Like supermarket-sold granola and granola bars, their offerings were popular with health-conscious consumers, the partners learned.
“The intent shifted immediately,” she said. “The restaurant became very popular very quickly and we had to attend to that and let the wholesale business slide into second place.”
Mountain says Noorily, a veteran of New York City’s world of finance, was more than up to the task in handling the change.
“We both have a voracious appetite for work,” said Mountain, who worked in the music industry during her New York City years. “In everything we do together, she’s tremendous.”
The Westport restaurant is in the Playhouse Square shopping plaza, next door to the Westport Country Playhouse, one of Connecticut’s most visited performance centers. Mountain said the playhouse has been “awfully supportive,” but The Granola Bar doesn’t do as much in theater-goer traffic since its restaurants close at 5 p.m.
The decision not to be open for dinner was a “quality-of-life issue” for The Granola Bar’s 45 employees, Mountain said.
“If we were open for all three meals then people might be getting called in at all hours,” she said. “That would take its toll on marriages and family life. We want to avoid that.”
Families are regular patrons of the restaurant, Mountain said.
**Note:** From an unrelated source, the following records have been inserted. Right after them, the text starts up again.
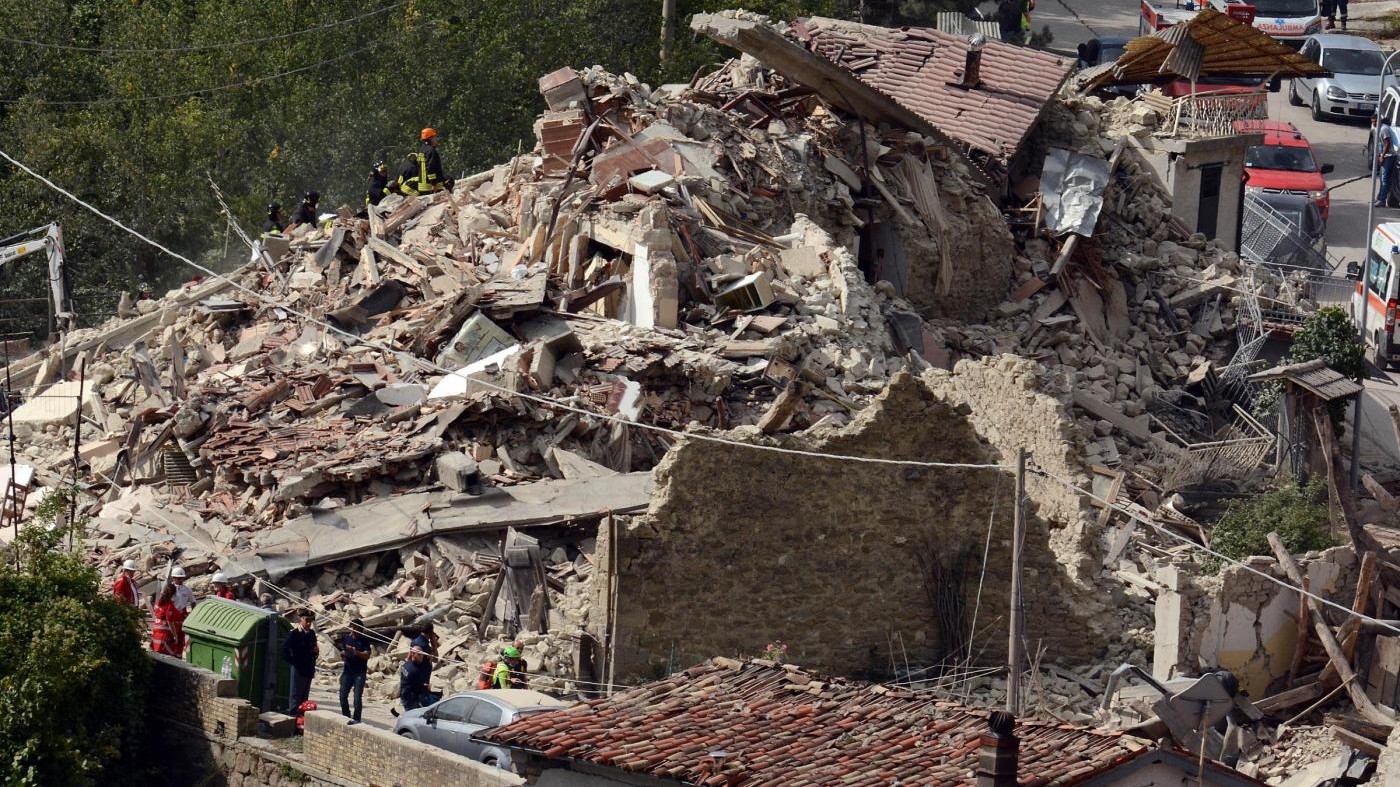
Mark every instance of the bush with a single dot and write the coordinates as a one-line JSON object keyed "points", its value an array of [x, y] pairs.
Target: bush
{"points": [[72, 667], [1297, 513]]}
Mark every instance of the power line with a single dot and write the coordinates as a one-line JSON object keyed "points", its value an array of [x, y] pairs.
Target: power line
{"points": [[556, 404], [202, 46], [189, 93], [429, 366]]}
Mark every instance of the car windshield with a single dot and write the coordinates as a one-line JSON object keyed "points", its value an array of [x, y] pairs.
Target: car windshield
{"points": [[1285, 9], [1280, 157], [1353, 62]]}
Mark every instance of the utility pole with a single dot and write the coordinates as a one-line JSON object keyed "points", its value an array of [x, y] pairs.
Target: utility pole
{"points": [[1018, 532], [668, 28], [77, 446]]}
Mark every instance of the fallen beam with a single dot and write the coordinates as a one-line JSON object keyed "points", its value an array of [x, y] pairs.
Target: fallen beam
{"points": [[1358, 695]]}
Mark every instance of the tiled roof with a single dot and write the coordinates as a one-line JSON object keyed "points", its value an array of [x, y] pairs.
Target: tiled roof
{"points": [[781, 726], [916, 66]]}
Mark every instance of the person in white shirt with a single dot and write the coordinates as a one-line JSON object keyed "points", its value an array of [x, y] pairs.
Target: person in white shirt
{"points": [[184, 595]]}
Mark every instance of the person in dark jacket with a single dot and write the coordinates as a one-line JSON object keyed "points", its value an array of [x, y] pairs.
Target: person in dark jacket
{"points": [[354, 649], [422, 171], [378, 184], [300, 650], [413, 681], [307, 210], [275, 223]]}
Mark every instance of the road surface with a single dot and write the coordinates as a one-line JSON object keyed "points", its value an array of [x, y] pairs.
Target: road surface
{"points": [[1337, 143]]}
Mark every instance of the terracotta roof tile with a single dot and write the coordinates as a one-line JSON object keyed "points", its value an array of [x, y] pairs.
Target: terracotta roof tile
{"points": [[916, 66], [776, 733]]}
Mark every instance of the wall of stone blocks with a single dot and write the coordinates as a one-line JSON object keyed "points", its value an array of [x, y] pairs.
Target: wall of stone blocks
{"points": [[198, 698], [742, 548], [367, 755]]}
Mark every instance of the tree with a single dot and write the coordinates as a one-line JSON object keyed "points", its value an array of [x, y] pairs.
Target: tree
{"points": [[72, 667], [1297, 513], [1327, 335]]}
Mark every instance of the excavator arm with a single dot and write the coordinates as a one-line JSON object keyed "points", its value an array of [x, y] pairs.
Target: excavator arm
{"points": [[49, 240]]}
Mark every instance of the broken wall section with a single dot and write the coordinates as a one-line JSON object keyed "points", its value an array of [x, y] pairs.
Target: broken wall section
{"points": [[741, 548]]}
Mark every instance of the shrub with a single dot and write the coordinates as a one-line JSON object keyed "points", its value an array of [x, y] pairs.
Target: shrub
{"points": [[1297, 513]]}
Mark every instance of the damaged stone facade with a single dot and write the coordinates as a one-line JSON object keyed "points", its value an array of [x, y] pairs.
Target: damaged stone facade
{"points": [[826, 556]]}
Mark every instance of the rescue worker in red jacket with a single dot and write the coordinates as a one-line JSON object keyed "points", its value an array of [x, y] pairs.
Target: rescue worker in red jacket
{"points": [[125, 586], [168, 628]]}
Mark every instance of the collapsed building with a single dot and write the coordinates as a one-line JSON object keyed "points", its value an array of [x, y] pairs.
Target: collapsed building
{"points": [[590, 399]]}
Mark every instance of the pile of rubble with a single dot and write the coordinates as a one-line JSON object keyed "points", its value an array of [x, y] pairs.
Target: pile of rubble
{"points": [[374, 394]]}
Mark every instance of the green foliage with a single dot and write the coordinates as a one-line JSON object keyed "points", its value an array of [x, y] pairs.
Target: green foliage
{"points": [[1327, 335], [1297, 513], [72, 667]]}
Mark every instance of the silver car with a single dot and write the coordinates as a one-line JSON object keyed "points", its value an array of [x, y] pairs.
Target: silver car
{"points": [[451, 721], [1351, 90]]}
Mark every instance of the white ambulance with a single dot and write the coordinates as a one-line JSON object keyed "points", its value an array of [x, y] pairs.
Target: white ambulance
{"points": [[1376, 294], [1285, 21]]}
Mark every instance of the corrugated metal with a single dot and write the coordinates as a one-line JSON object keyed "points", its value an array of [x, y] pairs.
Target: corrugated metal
{"points": [[920, 67], [1227, 48], [1315, 377]]}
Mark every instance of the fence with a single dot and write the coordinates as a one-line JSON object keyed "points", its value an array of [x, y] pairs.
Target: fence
{"points": [[1214, 114]]}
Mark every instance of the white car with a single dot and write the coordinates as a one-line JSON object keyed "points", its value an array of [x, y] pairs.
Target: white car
{"points": [[452, 721], [1354, 87]]}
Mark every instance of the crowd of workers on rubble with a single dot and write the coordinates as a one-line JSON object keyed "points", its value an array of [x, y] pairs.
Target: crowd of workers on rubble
{"points": [[300, 649], [420, 174]]}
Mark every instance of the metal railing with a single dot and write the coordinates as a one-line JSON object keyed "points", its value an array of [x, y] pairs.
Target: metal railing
{"points": [[1214, 114]]}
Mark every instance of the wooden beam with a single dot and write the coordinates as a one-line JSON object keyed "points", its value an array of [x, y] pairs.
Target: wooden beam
{"points": [[1348, 632], [1329, 643]]}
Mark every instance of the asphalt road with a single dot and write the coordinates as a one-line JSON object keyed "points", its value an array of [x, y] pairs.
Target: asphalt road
{"points": [[1337, 143]]}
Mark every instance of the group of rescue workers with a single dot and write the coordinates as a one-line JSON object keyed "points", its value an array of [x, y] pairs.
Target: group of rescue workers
{"points": [[420, 174], [300, 649]]}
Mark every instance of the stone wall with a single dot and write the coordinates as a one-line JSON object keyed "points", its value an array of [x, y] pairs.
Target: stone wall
{"points": [[742, 548], [367, 755], [1241, 621], [203, 734], [200, 699]]}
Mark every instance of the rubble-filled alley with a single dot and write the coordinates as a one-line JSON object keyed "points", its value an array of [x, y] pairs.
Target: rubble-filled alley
{"points": [[749, 360]]}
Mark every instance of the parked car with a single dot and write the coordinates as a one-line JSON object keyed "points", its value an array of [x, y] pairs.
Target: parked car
{"points": [[451, 721], [1351, 90], [1284, 163]]}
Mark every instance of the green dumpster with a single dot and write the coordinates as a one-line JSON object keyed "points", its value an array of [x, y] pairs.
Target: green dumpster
{"points": [[242, 642]]}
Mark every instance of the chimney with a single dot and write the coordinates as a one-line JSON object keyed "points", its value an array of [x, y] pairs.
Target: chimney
{"points": [[998, 751], [972, 69]]}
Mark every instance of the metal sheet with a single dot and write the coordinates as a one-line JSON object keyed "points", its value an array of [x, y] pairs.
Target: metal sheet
{"points": [[1073, 186]]}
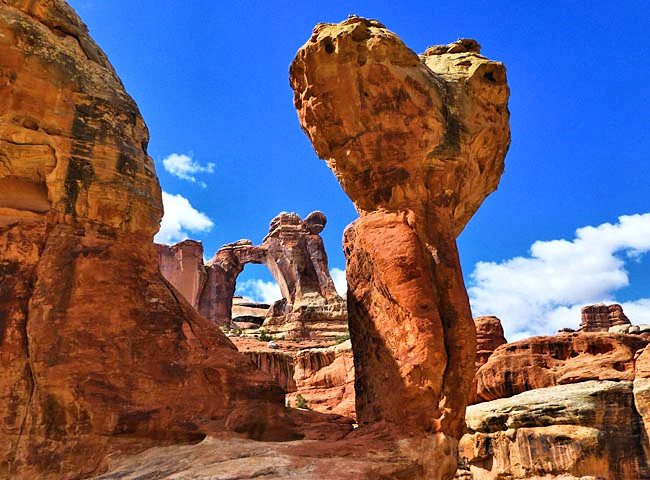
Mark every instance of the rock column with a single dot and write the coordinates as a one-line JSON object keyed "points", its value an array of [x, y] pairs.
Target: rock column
{"points": [[417, 143]]}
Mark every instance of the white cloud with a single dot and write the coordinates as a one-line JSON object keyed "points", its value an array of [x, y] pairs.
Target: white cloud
{"points": [[180, 216], [183, 166], [542, 292], [340, 282], [259, 290]]}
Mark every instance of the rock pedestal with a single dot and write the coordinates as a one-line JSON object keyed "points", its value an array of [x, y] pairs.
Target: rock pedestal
{"points": [[417, 143], [98, 352]]}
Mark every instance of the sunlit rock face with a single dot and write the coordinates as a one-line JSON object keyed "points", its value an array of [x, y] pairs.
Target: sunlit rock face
{"points": [[489, 336], [600, 318], [98, 352], [545, 361], [417, 143], [584, 430], [294, 253]]}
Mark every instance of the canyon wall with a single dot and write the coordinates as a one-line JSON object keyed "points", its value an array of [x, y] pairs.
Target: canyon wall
{"points": [[417, 143], [99, 353]]}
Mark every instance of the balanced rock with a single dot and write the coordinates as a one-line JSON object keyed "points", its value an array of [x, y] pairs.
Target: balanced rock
{"points": [[98, 352], [600, 318], [489, 336], [417, 143]]}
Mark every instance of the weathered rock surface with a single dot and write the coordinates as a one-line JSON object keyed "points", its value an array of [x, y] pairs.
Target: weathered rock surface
{"points": [[295, 255], [98, 352], [600, 318], [417, 143], [642, 395], [244, 310], [589, 429], [182, 265], [362, 455], [325, 379], [489, 336], [324, 376], [545, 361]]}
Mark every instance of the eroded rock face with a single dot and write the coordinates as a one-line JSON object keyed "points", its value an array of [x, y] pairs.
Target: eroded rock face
{"points": [[182, 265], [417, 143], [600, 318], [98, 352], [295, 255], [544, 361], [589, 429], [325, 379], [489, 336], [322, 375]]}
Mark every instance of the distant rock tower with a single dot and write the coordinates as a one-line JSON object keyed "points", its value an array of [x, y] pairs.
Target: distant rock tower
{"points": [[599, 318]]}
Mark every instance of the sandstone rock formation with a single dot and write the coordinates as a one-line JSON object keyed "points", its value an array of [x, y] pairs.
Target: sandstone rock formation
{"points": [[600, 318], [295, 255], [98, 352], [489, 336], [325, 379], [249, 312], [323, 376], [641, 388], [545, 361], [182, 265], [588, 429], [417, 143]]}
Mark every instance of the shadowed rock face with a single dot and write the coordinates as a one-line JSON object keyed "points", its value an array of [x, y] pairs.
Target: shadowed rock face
{"points": [[417, 143], [295, 255], [600, 318], [98, 352]]}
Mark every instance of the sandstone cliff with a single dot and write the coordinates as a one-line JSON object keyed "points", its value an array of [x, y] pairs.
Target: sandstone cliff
{"points": [[417, 143], [295, 255], [98, 352]]}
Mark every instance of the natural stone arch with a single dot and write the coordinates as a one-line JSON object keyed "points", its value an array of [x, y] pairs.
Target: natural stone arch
{"points": [[294, 253]]}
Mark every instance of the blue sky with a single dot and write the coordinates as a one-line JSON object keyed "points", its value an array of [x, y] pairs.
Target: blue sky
{"points": [[211, 80]]}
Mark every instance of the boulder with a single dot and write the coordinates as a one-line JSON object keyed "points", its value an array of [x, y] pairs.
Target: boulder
{"points": [[417, 143], [295, 255]]}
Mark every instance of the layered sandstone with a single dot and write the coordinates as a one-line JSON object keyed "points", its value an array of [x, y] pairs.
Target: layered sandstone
{"points": [[182, 265], [600, 318], [294, 253], [322, 375], [545, 361], [489, 336], [417, 143], [584, 430], [99, 353]]}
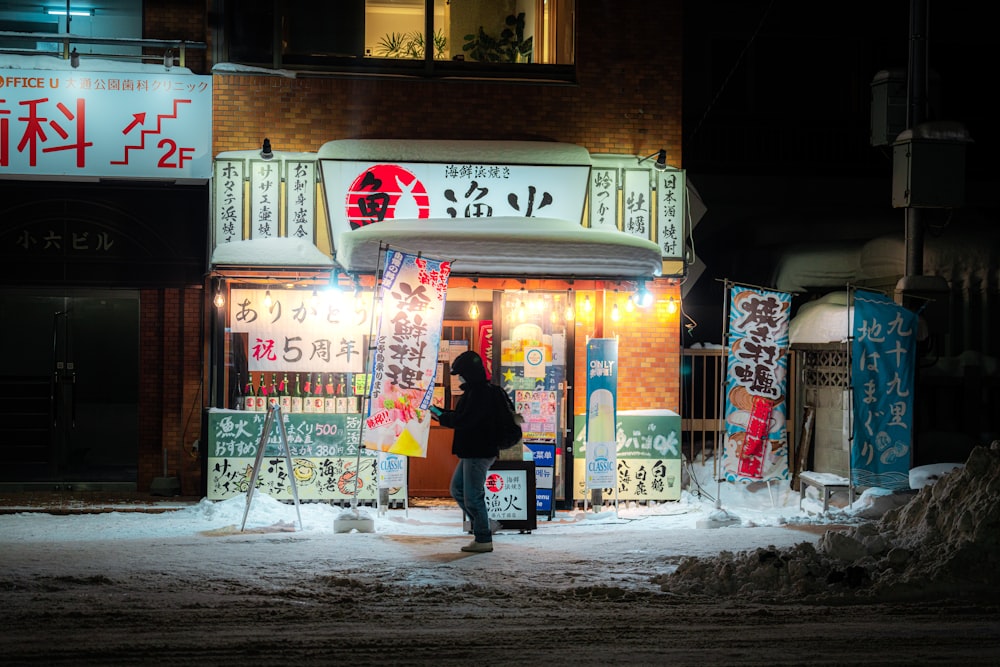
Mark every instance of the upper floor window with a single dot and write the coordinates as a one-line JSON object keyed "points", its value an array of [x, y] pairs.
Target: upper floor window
{"points": [[512, 38]]}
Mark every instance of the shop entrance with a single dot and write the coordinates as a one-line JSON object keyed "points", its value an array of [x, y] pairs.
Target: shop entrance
{"points": [[69, 387]]}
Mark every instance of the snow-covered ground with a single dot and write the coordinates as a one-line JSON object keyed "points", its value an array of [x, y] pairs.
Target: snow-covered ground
{"points": [[755, 581]]}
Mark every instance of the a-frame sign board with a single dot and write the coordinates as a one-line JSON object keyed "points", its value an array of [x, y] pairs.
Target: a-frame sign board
{"points": [[273, 414]]}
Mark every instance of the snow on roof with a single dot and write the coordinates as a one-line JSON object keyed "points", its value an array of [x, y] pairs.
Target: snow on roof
{"points": [[470, 151], [87, 64], [825, 320], [514, 246]]}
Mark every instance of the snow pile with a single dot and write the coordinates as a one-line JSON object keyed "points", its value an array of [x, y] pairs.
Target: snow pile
{"points": [[945, 540]]}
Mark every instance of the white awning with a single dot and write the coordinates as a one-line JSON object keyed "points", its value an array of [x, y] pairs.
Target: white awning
{"points": [[506, 246], [286, 253]]}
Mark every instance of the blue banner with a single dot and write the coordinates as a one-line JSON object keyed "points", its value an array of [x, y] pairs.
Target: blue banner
{"points": [[756, 375], [883, 357]]}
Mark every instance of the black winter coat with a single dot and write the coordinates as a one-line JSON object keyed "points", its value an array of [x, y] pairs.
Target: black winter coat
{"points": [[474, 414]]}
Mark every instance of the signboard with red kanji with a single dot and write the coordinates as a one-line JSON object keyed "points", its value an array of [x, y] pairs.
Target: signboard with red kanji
{"points": [[56, 123]]}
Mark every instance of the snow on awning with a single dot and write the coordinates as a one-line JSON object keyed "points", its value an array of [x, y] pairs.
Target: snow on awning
{"points": [[509, 246], [266, 253], [446, 152]]}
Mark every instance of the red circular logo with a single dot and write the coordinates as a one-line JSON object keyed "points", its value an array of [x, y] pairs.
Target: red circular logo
{"points": [[386, 192], [494, 483]]}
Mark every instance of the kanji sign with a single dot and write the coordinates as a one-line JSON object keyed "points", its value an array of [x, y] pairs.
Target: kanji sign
{"points": [[105, 124]]}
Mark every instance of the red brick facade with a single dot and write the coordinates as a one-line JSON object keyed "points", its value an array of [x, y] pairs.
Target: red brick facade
{"points": [[627, 99], [171, 363]]}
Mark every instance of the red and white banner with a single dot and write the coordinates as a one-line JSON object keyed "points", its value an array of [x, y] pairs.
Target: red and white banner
{"points": [[406, 351]]}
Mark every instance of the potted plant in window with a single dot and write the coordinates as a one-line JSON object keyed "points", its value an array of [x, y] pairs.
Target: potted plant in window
{"points": [[509, 47], [409, 45]]}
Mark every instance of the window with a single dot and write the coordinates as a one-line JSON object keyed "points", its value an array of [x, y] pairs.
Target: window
{"points": [[529, 38]]}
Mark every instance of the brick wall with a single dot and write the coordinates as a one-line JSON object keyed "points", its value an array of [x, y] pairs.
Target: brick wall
{"points": [[170, 397], [627, 99]]}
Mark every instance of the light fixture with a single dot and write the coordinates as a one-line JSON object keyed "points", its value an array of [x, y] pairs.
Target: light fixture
{"points": [[661, 160], [334, 294], [219, 300], [72, 12], [643, 297], [474, 308]]}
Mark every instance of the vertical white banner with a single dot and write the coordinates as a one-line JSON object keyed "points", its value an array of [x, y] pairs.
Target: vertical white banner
{"points": [[670, 205], [637, 214], [406, 351], [300, 200], [603, 198], [228, 196], [265, 199]]}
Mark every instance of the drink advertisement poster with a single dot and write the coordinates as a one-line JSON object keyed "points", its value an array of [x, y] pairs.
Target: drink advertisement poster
{"points": [[406, 351], [602, 394]]}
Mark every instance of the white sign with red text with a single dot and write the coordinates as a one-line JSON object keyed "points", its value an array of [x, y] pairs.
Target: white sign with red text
{"points": [[105, 124], [363, 193]]}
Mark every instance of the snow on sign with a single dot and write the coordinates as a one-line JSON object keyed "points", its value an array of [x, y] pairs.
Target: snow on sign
{"points": [[105, 124]]}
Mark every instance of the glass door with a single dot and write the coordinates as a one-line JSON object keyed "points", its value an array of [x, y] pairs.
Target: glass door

Meanwhile, The Granola Bar’s marketing manager, Nicole Muto, has helped make the restaurants popular with people of all ages, Mountain said, recruiting young adults through Instagram and a young ambassadors program.
“Instagram is our No. 1 marketing tool and that’s thanks to the young women who use it,” Mountain said. “They bring their friends and their parents to our places.”
Along their busy road, Mountain and Noorily have managed to gain new business partners. Westport-based Trilynx Partners took an undisclosed ownership stake in The Granola Bar earlier this year. That move grew out of the fact the wife of Michael Schwartz, one of Trilynx’s co-founders, is a frequent patron of the Greenwich restaurant, Mountain said.
“From the moment we met Julie and Dana it was clear that their vision expanded far beyond Westport and Greenwich," said Trilynx co-founder Adam Diamond. "We believe there is a white space for a significant player in this category, and Julie and Dana have struck the right chord with the right consumer.”
Trilynx’s experience includes work with hospitality brands owned by Stamford-based Starwood Hotels & Resorts as well as Walt Disney Co.
“We were approached by other investors but it never felt right,” Mountain said. “They (Diamond and Schwartz) are very bright guys and that’s very helpful. They understand our brand and they’re helping us grow in a thoughtful and intelligent way. And we actually like each other. That’s important, too."